A significant number of patients developed MI after receiving PCSK9 inhibitor therapy. Patients in the most high PCSK9 QV had a significantly higher rate of MI than those in the lowest. It also indicated a trend that PCSK9 levels were associated with a higher risk of ischemic stroke in patients suffering from DM. Thus, clinical applications for PCSK9 markers are growing in the medical field.
These studies show that PCSK9 levels are a reliable predictor of atherosclerosis. However their clinical relevance is not known.

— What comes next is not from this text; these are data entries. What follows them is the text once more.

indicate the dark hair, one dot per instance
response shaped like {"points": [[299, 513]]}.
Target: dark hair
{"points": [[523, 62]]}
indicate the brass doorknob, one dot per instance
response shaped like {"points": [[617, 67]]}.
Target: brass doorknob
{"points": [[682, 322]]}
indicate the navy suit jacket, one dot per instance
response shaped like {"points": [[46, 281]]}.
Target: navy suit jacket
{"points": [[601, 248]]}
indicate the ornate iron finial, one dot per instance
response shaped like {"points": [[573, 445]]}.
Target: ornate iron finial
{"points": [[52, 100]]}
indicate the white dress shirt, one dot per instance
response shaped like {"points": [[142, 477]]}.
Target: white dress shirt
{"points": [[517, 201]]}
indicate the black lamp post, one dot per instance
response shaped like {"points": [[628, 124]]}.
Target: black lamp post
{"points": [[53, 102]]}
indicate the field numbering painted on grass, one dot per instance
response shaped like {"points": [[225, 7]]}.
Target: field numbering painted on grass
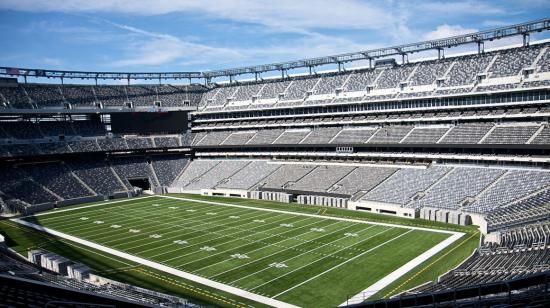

The SURDIAGENE study, which comprised 716 women who were initially healthy and found a similar result for DM patients. However, more research is needed in order to determine the clinical utility and clinical value of PCSK9 in CAD patients. These studies are encouraging and suggest that PCSK9 measurement could be an alternative for patients suffering from CAD.
Researchers discovered that therapeutic RNAi targeting PCSK9 reduced cholesterol levels in plasma in rodents and nonhuman primates. This finding was consistent with previous studies that have shown that therapeutic RNAi targeting PCSK9 has a significant effect on cardiovascular disease. Rapamycin, a medicine which reduces LDL cholesterol in mice and lowers LDL cholesterol levels in nonhuman primates, is one example. For these reasons, PCSK9 is a biomarker that is effective in atherosclerosis.
PMID: 12897189 by Maxwell K.N., et al. Novel putative SREBP and LXR target genes identified by microarray analysis in liver of cholesterol-fed mice.
PMID: 12552133 by Seidah N.G., et al. The secretory proprotein convertase neural apoptosis-regulated convertase 1 (NARC-1): liver regeneration and neuronal differentiation.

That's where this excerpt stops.